* Linear Least Squares / Minimum Norm solution
* Symmetric-indefinite Factorization: Aasen’s tridiagonalization
* Symmetric-indefinite Factorization: New storage format for L factor in Rook Pivoting and Bunch Kaufman of LDLT
* Symmetric eigenvalue problem: Two-stage algorithm for reduction to tridiagonal form
* Improved Complex Jacobi SVD
* LAPACKE interfaces
LAPACK 3.6.1: What’s new
[Mark Gates, UTK] blocked back-transformation for the non-symmetric eigenvalue problem
It blocks NB gemv calls into one gemm call inside trevc.
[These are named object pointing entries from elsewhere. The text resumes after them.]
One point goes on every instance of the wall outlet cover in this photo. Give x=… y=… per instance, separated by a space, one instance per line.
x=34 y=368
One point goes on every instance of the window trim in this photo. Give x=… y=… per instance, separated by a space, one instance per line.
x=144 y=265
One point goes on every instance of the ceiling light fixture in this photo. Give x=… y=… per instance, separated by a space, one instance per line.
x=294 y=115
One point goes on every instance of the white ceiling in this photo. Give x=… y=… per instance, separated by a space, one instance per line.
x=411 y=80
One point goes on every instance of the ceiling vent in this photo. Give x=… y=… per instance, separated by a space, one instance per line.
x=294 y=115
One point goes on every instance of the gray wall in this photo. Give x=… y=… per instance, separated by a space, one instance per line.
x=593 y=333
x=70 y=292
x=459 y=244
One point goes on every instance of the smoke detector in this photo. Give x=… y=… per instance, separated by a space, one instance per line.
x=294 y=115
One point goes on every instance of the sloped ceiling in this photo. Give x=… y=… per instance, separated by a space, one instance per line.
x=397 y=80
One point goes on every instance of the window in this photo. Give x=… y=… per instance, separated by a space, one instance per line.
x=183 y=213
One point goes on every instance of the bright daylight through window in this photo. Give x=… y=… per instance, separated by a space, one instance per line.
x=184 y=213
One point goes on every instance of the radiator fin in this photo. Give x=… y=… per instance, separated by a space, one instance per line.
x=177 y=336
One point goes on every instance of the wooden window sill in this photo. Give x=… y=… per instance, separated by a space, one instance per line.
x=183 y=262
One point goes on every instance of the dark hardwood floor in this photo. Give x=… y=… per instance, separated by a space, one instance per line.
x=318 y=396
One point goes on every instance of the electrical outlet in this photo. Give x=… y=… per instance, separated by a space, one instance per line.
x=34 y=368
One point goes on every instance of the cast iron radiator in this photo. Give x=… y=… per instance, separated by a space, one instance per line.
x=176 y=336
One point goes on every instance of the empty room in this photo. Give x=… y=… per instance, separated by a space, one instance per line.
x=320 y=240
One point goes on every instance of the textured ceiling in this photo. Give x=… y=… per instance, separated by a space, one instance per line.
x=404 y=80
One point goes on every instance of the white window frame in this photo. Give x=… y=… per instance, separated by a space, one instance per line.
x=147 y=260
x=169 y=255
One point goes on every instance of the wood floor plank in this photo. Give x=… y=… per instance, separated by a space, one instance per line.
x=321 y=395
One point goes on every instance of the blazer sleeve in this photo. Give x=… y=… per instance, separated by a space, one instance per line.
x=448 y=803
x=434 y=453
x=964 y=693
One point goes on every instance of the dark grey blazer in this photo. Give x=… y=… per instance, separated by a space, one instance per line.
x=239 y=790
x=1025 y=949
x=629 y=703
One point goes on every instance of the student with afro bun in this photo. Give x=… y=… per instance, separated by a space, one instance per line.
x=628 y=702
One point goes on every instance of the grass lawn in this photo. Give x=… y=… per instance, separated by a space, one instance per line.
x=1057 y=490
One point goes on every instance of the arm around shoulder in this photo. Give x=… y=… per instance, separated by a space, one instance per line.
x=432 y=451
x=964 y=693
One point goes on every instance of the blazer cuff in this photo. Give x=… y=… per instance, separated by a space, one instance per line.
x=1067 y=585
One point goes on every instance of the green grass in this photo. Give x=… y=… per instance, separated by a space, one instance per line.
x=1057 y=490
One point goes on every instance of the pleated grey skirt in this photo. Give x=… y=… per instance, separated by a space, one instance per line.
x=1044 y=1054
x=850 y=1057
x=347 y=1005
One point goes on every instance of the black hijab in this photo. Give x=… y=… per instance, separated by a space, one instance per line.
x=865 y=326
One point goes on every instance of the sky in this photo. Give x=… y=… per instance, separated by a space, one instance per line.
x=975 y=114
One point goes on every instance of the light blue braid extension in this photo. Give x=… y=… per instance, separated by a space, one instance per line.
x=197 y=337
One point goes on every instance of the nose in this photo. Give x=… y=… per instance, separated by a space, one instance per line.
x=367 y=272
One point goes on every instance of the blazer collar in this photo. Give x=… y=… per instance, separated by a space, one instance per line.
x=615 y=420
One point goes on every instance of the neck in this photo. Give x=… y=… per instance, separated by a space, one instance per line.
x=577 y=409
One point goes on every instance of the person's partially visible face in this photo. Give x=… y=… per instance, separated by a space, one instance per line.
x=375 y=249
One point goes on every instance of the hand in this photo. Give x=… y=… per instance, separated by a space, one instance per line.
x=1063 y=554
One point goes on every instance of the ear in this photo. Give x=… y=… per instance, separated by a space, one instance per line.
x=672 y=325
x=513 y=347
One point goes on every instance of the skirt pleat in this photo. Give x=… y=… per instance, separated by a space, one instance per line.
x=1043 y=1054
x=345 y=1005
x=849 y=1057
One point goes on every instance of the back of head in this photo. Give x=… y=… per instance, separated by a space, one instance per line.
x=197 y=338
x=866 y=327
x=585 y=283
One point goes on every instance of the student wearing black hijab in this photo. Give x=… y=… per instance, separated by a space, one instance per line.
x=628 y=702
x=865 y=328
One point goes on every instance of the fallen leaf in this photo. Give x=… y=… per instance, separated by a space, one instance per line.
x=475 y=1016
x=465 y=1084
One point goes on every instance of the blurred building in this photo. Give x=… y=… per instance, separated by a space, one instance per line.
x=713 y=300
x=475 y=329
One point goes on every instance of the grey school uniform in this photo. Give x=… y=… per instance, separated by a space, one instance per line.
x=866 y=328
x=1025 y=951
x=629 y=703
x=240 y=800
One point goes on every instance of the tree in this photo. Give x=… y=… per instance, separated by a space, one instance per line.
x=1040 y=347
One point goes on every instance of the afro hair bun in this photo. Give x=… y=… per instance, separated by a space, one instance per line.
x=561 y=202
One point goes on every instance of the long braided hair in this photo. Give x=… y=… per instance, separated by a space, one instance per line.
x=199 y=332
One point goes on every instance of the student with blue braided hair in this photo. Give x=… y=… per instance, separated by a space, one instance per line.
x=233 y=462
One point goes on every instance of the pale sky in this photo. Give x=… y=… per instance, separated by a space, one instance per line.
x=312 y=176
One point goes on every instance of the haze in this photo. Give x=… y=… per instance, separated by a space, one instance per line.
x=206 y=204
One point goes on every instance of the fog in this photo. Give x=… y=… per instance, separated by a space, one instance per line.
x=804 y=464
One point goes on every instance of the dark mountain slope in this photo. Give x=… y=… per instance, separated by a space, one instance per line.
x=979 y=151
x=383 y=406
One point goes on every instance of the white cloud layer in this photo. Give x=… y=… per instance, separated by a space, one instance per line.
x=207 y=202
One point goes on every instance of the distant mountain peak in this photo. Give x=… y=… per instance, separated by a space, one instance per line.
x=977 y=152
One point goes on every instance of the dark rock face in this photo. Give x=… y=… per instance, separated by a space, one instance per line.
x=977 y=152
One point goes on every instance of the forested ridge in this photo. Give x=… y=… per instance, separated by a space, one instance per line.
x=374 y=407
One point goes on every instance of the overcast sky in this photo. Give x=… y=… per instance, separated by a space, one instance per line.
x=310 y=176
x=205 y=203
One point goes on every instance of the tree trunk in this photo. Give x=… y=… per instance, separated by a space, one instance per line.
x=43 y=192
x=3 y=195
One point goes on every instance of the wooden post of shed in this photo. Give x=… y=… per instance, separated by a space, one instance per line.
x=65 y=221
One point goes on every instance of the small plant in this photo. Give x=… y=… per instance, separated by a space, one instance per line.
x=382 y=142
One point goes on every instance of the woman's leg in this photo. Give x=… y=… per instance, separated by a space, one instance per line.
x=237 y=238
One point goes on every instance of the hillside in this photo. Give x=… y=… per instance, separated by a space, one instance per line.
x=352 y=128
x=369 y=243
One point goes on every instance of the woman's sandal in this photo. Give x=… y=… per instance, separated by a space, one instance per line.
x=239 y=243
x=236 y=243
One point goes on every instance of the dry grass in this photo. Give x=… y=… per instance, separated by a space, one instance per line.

To do
that, it needs a new routine, trevc3, because unfortunately the
lwork was not passed into trevc. Attached is the performance speedup
for dgeev. It gives a nice 1.5x speedup for N=20000, and that
appears to still be increasing with N. This is not the improvements
that Greg Henry recently provided for doing the triangular solves
as BLAS-3 instead of BLAS-1. That will take a while to process,
but we expect another, even larger increase in performance when
those changes are applied. This also does not include doing multiple
(BLAS-1) triangular solves in parallel, which is available in MAGMA,
since that requires OpenMP or pthreads.
* added Symmetric/Hermitian LDLT factorization routines with rook pivoting algorithm
* 2-by-1 CSD to be used for tall and skinny matrix with orthonormal columns (in LAPCK 3.4.0, we already integrated CSD of a full square orthogonal matrix)
* New stopping criteria for balancing.